Plant height is 90–100 cm with strong and concentrated tillers, neat, erect leaves, dark green leaves, no awn, seed coat light brown. Ear length is 21.6 cm, an ear mature grain is 130 and average seed setting rate is 90%–92%. It belongs to a kind of japonica rice with oval grains, and the thousand-grain weight is 26.8 grams. The rice has the characteristics of good quality, good palatability, stickiness, non-regeneration, and clear fragrance. It is disease resistance and lodging resistance. The growth period is between 138 and 140 days, and the active accumulated temperature is 2,700–2,800 ºC. The yield is about 7,500 kg/ha.

(2) Changle-520

Plant height is 111.6 cm, with compact plant type, strong tillering ability, raised flag leaves, and green stems and leaves. Panicle length is 22.4 cm, the average panicle grain is 122.3, and the seed setting rate is 90.9%. With long grain shape, golden glume and no awn or short awn, the 1,000 grain weight is 25.8 g. The taste value is 89.76. From 2018 to 2019, artificial inoculation of bacterial strains at seedling stage and multi-point natural induction at adult stage were adopted for two consecutive years. The identification results showed that it was moderately susceptible at seedling stage, moderately resistant to leaf blast and susceptible to ear blast. Among the 16 effective identification points of natural induction of sheath blight in the field from 2018 to 2019, the highest disease level was 7, showing moderate susceptibility. Growth period is 136 days, and the accumulated temperature is about 2,720 ºC (above 10 ºC). The yield is about 8,000 kg/ha.

(3) Jinongda-667

Plant height is 113.6 cm, with compact plant type, strong tillering ability, upright flag leaves, and green stems and leaves. Ear length is 19.6 cm with semi erect ear type. The average ear grain is 143.1 and seed setting rate is 87.3%. With oval grain, yellow glume and no awn, 1,000 grain weight is 23.6 g. From 2016 to 2018, artificial inoculation of bacterial strains at the seedling stage and natural induction identification at multiple places in the disease area at the adult stage were used for three consecutive years. The results of disease resistance identification showed that the seedling blast was moderately susceptible, the leaf blast was moderately resistant and the ear blast was susceptible.

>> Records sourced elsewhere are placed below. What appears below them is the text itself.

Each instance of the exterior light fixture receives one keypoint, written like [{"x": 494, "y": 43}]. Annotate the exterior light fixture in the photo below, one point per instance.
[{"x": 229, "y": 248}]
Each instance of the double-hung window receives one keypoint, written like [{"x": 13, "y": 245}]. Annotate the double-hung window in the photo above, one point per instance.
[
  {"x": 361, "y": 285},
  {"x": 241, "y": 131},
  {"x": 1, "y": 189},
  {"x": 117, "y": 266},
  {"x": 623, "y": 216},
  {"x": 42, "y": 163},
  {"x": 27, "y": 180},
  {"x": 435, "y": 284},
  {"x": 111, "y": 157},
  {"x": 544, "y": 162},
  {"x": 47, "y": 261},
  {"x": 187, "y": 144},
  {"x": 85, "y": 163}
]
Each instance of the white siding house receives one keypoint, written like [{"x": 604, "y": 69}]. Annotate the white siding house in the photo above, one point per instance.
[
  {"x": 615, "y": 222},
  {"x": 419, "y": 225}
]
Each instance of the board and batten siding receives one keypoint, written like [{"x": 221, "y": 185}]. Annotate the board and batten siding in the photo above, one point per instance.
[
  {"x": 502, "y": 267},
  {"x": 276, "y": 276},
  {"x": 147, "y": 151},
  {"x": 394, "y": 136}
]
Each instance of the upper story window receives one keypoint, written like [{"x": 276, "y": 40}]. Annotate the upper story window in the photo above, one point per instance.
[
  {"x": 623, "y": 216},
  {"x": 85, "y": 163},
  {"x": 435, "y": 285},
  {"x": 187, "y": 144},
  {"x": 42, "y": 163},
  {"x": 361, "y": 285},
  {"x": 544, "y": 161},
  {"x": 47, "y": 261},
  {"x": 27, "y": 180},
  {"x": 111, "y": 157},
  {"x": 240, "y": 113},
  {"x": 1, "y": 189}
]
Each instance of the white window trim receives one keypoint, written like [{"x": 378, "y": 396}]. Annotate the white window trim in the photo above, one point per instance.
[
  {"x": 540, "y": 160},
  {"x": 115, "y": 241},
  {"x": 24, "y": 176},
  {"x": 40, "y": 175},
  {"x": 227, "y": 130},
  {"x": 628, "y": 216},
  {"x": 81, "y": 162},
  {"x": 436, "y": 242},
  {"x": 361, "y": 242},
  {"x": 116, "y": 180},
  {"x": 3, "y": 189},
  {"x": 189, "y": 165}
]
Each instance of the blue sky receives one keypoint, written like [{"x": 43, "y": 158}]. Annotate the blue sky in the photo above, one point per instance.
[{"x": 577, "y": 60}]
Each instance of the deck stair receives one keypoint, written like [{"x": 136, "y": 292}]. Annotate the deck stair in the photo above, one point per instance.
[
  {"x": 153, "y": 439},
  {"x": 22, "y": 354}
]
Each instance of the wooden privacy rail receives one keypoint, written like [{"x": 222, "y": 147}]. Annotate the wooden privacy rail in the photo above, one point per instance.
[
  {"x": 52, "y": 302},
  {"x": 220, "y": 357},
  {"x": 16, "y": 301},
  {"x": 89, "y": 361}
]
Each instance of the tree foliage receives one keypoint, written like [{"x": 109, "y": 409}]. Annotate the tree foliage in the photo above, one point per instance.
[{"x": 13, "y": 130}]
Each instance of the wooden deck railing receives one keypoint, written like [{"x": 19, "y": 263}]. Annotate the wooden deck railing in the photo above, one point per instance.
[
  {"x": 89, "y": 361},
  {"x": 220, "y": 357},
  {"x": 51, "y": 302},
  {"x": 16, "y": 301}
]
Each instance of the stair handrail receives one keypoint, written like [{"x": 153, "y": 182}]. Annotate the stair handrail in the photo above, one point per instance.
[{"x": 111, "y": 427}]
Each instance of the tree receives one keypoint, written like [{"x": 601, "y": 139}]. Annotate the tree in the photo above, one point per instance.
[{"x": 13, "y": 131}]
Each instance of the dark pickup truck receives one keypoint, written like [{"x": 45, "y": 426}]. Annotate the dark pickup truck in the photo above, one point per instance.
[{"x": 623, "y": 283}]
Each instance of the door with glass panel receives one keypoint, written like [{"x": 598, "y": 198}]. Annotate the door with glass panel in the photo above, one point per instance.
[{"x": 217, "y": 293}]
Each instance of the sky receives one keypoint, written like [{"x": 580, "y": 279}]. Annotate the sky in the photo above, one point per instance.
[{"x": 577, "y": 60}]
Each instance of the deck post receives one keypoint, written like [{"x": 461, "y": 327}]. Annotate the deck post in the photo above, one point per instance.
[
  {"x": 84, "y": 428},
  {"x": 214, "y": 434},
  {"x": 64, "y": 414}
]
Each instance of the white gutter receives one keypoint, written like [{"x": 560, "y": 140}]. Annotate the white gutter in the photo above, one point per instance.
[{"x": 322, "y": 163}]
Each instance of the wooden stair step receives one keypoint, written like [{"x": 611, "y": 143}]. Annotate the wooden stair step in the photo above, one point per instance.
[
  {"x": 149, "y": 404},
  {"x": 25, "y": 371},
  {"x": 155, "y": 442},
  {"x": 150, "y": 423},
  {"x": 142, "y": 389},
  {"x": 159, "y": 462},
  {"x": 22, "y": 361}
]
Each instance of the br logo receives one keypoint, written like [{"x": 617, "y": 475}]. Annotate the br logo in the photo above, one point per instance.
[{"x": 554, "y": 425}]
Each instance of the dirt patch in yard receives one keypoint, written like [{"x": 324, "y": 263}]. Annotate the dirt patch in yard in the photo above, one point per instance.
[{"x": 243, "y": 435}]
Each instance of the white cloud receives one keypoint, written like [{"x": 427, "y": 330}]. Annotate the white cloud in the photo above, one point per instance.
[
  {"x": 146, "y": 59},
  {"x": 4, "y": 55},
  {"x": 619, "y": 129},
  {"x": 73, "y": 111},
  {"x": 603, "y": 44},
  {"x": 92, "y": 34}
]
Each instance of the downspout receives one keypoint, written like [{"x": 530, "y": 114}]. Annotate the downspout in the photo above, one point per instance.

Among the 19 effective identification sites naturally induced by sheath blight in the field from 2016 to 2018, the highest disease grade was grade 5 and showed moderate resistance. The growth period is 137 days, and the accumulated temperature is about 2,740 ºC (above 10 ºC). The yield is about 9,500–10,000 kg / ha.

(4) Jida-518

Plant height is 109.8 cm with compact plant type, strong tillering ability, raised flag leaves, and green stems and leaves. Ear length is 18.7 cm with half-curved ear type. The average number of grains per ear is 123.7, and seed setting rate is 82.1%. With oval grain, glume and glume tip yellow, occasionally sparse short awn, 1000-grain weight is 26.0 g. From 2012 to 2014, artificial inoculation of mycobacteria at the seedling stage, and natural induction and identification of multiple points in the ward at the adult stage were used. The results showed that it showed moderate resistance to seedling blast, moderate resistance to leaf blast, and moderate sensitivity to ear blast. Among the 20 effective identification points for natural induction of sheath blight resistance in the field from 2012 to 2014, the highest disease grade was grade 5, showing moderate resistance. The growth period is 143 days, and the accumulated temperature is about 2,850 °C (above 10 °C). The yield is about 8,500 kg/ha.

(5) Tongyu-269

The plant height is 102.8 cm with moderate plant type, strong tillering power, erect and raised flag leaves, and green stems and leaves. Ear length is 19.2 cm, with partial semi-curved ear type. The average ear grains are 154.5, and seed setting rate is 89.8%. With oval grain, glume yellow and no awn, 1000-grain weight is 23.3 g. From 2015 to 2017, artificial inoculation of seedling stage mycobacteria was used, and multi-point off-site natural induction identification in adult-plant stage wards. The results showed that the seedling blast showed moderate resistance, leaf blast showed moderate resistance, and panicle blast showed moderate resistance. Among the 19 effective identification points of natural induction of sheath blight in the field from 2015 to 2017, the highest disease grade

Table 5  Irrigation water quality from three sources in Panshi city and comparison against national standard

was 5, showing moderate resistance. The growth period is 140 days, and the accumulated temperature is about 2,800 ºC (above 10 ºC). The yield is about 8,000–8,500 kg/ha.

(6) Jihong-6

Plant height is about 103.7 cm, with compact plant type, strong tillering ability, raised sword leaves, and green stems and leaves. Ear length is about 17.3 cm, with loose ear type, neat main tillers and ears. The average ear grain is 100.5, and the seed setting rate is 88.8%. With oval grain, yellow glume and glume tip and sparse top awn, 1000-grain weight is 25.4 g. From 2011 to 2013, the strains were artificially inoculated at the seedling stage and naturally induced in different places in the disease area at the adult stage. The results showed that they were moderately resistant to seedling blast, moderately resistant to leaf blast and sensitive to ear blast. Among the 20 effective identification sites for natural induction of resistance to sheath blight in the field from 2011 to 2013, the highest disease grade was grade 7, showing moderate susceptibility. The growth period is 138 days, the accumulated temperature is about 2,800 ºC (above 10 ºC). The yield is about 7,300 kg/ha.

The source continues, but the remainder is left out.